VisGIN: Visibility Graph Neural Network on one-dimensional data for biometric authentication

The research community has extensively utilized biometrics, which is one of the most prominent sources of knowledge for authentication schemes in the rapidly advancing field of cybersecurity. Among various types of biometric information, an individual's electrocardiogram (ECG) plot serves as an inimitable object as it cannot be faked intentionally. For large-scale applications, where granting access to genuine signal owners is necessary, deep learning is an essential component. In this context, the convergence between one-dimensional representations and Graph Neural Networks (GNN) includes prospective solutions. To capture the time-series data from a different perspective, hereby, we propose the VisGIN model which utilizes GINConv for the convolutional layers and passes Visibility Graphs (VG) as input. In parallel with our intuition, the findings of this study affirmed the fruition of the VisGIN approach, offering significant implications for the field of ECG authentication.

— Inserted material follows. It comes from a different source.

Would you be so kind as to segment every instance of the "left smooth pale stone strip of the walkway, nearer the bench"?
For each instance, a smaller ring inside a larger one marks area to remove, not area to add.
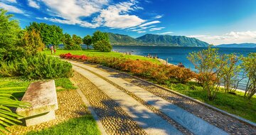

By achieving an average classification accuracy of 99.76% in the evaluation of grant-access decisions, our VisGIN model demonstrates the effectiveness of graph machine learning models for time-series binary classification tasks, particularly in ECG authentication. As a result, our study provides a valuable advancement in enhancing the security and reliability of authentication systems. Researchers and practitioners can benefit from our work by leveraging the VisGIN model and its graph-based approach to bolster the accuracy and robustness of ECG authentication systems. Our code is available at https://github. com/AslantheAslan/visibility-gin.

Automated summary

Biometric information, such as an individual's electrocardiogram (ECG), is extensively used in the field of cybersecurity for authentication schemes. The VisGIN model, which utilizes Graph Neural Networks (GNN) and Visibility Graphs (VG), shows promising results in ECG authentication, achieving an average classification accuracy of 99.76%. This study provides a valuable advancement in enhancing the security and reliability of authentication systems.